# daisy mod question? need help!



## slinger16 (Nov 3, 2013)

hello, i'm new to this forum so dont be offended if im doing something wrong. Anyway i have a daisy f16 slingshot that i've grown attached to and i dedicate whenever i can to practice shooting. My question is directed towards the quality of the handle. I think the the steel Y framing is strong and durable but the handle could be better. For those of you who aren't sure of what im talking about i'll explain. The daisy f16 handle is two plastic halves that are held together between the lower steel frame of the Y which runs around the plastic. When you shoot for extended periods of time the two halves of the handle shift and it really isnt a major concern but its the little things that get to me it seems. In case the handle were to break i would be left with just the steel frame. I was really curious if i could buy or create a wooden handle to slide into the frame and take out the plastic. i feel that it would have a more solid feel to it. So guys... can it be done? If so how? details would be greatly appreciated for a simple way to do so since im only 16 and dont have much access to special tools. If you guys have a way for me to pull this off please share! If i can buy a custom handle somewhere post that aswell! All answers will be greatly appreciated. Cheers


----------



## Henry the Hermit (Jun 2, 2010)

Th F-16 is an OK plinker and can be improved. You can easily replace the plastic handle with a wooden one, or wrap the handle with 550 paracord. The biggest improvement you can make is to ditch the horrible Daisy yellow tubes and tie on a decent set of flats. There is lots of info on the Forum about modifying wire frame slingshots.


----------



## treefork (Feb 1, 2010)

You could also wrap the handle tight with tape to give a better grip and keep it solid and held together tight. You could also make a custom fit to your hand handle out of epoxy material. Some people shoot it without the plastic handle or wrap it in para cord.


----------



## slinger16 (Nov 3, 2013)

i can't say its top quality but i guess ive become so used to handling it i can succesfully hit an apple juice bottle about 9-10 out of every 10 shots from about 25 feet away and a regular water bottle maybe 5 out of 10 times i would say. I've had the slingshot since august and have practiced since then. The way i figure it is that if i can become very proficient with the daisy f16 after practicing for a while i would deserve an upgrade. Thats just my mind set im not to sure if its logical to everyone else hahaha. Thankyou for the input guys one of these days i may have to start a DIY project


----------



## treefork (Feb 1, 2010)

Have fun and keep shooting!


----------



## slinger16 (Nov 3, 2013)

thankyou!


----------



## SuperMonkeySlinger (Jan 28, 2013)

Same as treefork said.

I wrapped my F 16 handle is electrical tape and it feels great.


----------



## KeithTheSnake (Nov 29, 2013)

As soon as I bust the bands on my F16, my plan is to wrap it in gutted 550 cord and tie on flat bands or chain some #64 office rubber -- and put on my bigger, softer, homemade pouch. I'm confident it'll be a huge improvement.

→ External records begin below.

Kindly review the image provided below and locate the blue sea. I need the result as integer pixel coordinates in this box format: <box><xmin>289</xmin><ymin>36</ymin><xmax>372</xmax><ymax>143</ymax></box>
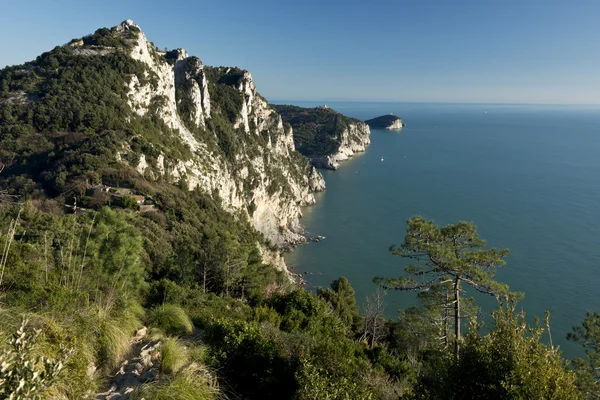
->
<box><xmin>276</xmin><ymin>101</ymin><xmax>600</xmax><ymax>358</ymax></box>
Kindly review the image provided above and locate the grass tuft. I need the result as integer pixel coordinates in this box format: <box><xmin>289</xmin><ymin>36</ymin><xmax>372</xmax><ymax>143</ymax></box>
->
<box><xmin>131</xmin><ymin>371</ymin><xmax>219</xmax><ymax>400</ymax></box>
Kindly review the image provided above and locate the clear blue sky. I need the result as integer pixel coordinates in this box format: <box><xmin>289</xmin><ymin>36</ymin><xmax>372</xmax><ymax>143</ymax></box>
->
<box><xmin>0</xmin><ymin>0</ymin><xmax>600</xmax><ymax>104</ymax></box>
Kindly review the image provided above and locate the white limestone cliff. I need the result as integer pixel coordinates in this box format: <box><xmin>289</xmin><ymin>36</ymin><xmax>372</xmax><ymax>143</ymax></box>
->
<box><xmin>385</xmin><ymin>118</ymin><xmax>404</xmax><ymax>131</ymax></box>
<box><xmin>117</xmin><ymin>20</ymin><xmax>328</xmax><ymax>268</ymax></box>
<box><xmin>311</xmin><ymin>122</ymin><xmax>371</xmax><ymax>170</ymax></box>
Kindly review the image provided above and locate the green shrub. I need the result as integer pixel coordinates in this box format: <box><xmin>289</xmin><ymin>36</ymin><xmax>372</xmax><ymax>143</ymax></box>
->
<box><xmin>150</xmin><ymin>304</ymin><xmax>194</xmax><ymax>336</ymax></box>
<box><xmin>131</xmin><ymin>370</ymin><xmax>219</xmax><ymax>400</ymax></box>
<box><xmin>0</xmin><ymin>320</ymin><xmax>72</xmax><ymax>400</ymax></box>
<box><xmin>160</xmin><ymin>338</ymin><xmax>188</xmax><ymax>375</ymax></box>
<box><xmin>93</xmin><ymin>306</ymin><xmax>142</xmax><ymax>369</ymax></box>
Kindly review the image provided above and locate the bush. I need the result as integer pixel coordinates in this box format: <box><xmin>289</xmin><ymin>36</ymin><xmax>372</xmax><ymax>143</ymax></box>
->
<box><xmin>150</xmin><ymin>304</ymin><xmax>194</xmax><ymax>336</ymax></box>
<box><xmin>0</xmin><ymin>320</ymin><xmax>71</xmax><ymax>400</ymax></box>
<box><xmin>131</xmin><ymin>370</ymin><xmax>219</xmax><ymax>400</ymax></box>
<box><xmin>160</xmin><ymin>338</ymin><xmax>188</xmax><ymax>375</ymax></box>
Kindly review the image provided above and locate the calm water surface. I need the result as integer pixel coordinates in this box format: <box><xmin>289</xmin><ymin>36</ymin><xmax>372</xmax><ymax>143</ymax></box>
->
<box><xmin>277</xmin><ymin>102</ymin><xmax>600</xmax><ymax>357</ymax></box>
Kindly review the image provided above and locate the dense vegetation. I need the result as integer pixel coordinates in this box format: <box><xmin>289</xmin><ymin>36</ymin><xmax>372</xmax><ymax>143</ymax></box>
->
<box><xmin>0</xmin><ymin>22</ymin><xmax>600</xmax><ymax>400</ymax></box>
<box><xmin>273</xmin><ymin>105</ymin><xmax>361</xmax><ymax>158</ymax></box>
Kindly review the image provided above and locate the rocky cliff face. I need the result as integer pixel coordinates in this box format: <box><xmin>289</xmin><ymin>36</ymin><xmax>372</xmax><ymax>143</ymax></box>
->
<box><xmin>274</xmin><ymin>105</ymin><xmax>371</xmax><ymax>170</ymax></box>
<box><xmin>365</xmin><ymin>114</ymin><xmax>405</xmax><ymax>131</ymax></box>
<box><xmin>310</xmin><ymin>123</ymin><xmax>371</xmax><ymax>170</ymax></box>
<box><xmin>117</xmin><ymin>21</ymin><xmax>326</xmax><ymax>253</ymax></box>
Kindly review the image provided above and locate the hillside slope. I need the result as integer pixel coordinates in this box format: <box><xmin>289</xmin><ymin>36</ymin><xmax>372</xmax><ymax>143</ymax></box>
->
<box><xmin>0</xmin><ymin>21</ymin><xmax>324</xmax><ymax>266</ymax></box>
<box><xmin>273</xmin><ymin>105</ymin><xmax>371</xmax><ymax>170</ymax></box>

I've been enjoying practicing with my stock F16 from Walmart, though. And, to think it all started off trying to find a way to get squirrels to come around to my side of the tree for hunting.


----------



## Fightinggoat (Nov 19, 2013)

Here is mine


----------



## slinger16 (Nov 3, 2013)

What a transformation! Good job!


----------



## KeithTheSnake (Nov 29, 2013)

Fightinggoat said:


> Here is mine


Now, if I could only figure out that weaving pattern I'd be all set.

This is exactly what I was hoping to do by dumping the scales and adding the para cord. Is it gutted?


----------



## Fightinggoat (Nov 19, 2013)

KeithTheSnake said:


> Fightinggoat said:
> 
> 
> > Here is mine
> ...


No, it is ungutted 550 cord.
The weaving pattern is just alternating sides going through the middle.
So instead of wrapping around the whole handle, I would lace the cord through the center and then switch sides if that makes any sense.


----------



## KeithTheSnake (Nov 29, 2013)

Makes perfect sense. Thanks. When I get out from under some paperwork, it's my next project.


----------



## Deltaboy1984 (Jun 14, 2011)

Nice Job.


----------



## D.Nelson (Feb 20, 2014)

Here is mine, I tried wrapping with paracord at first but did not like it. So I wrapped it in some small black latex tubing (sloppily) and love the way it grips and feels. This is actually one of my favorite shooters, which is funny as I paid around 5 bucks at Walmart. Never have a hand slap, regardless of how mismatched my ammo is. Prong style slingshots are definitely a favorite of mine, looking to get a high quality one from Lee Silva soon.


----------



## Grandpa Grumpy (Apr 21, 2013)

I removed the plastic handle from my Barnett Strike 9 and did a denim Micarta style wrap on the handle. This makes my grip quite a bit higher on the forks and gives some "heft" to the slingshot. Not too good looking but feels good in the hand.

Grumpy





  








Strike 9




__
Grandpa Grumpy


__
Mar 23, 2014


__
3



Micarta style denim wrapped Barnett Strike 9


----------



## gbeauvin (Mar 7, 2014)

How comfy are those paracord wraps? I've replaced the yellow daisy tubes with red tapered trumarks (what a difference!!) but I'm still using the plastic handle. I don't have any issues with it yet, but I may have to tinker with it "just because" once I get my first wooden one built (I don't want to be left without a working slingshot!)

-GB


----------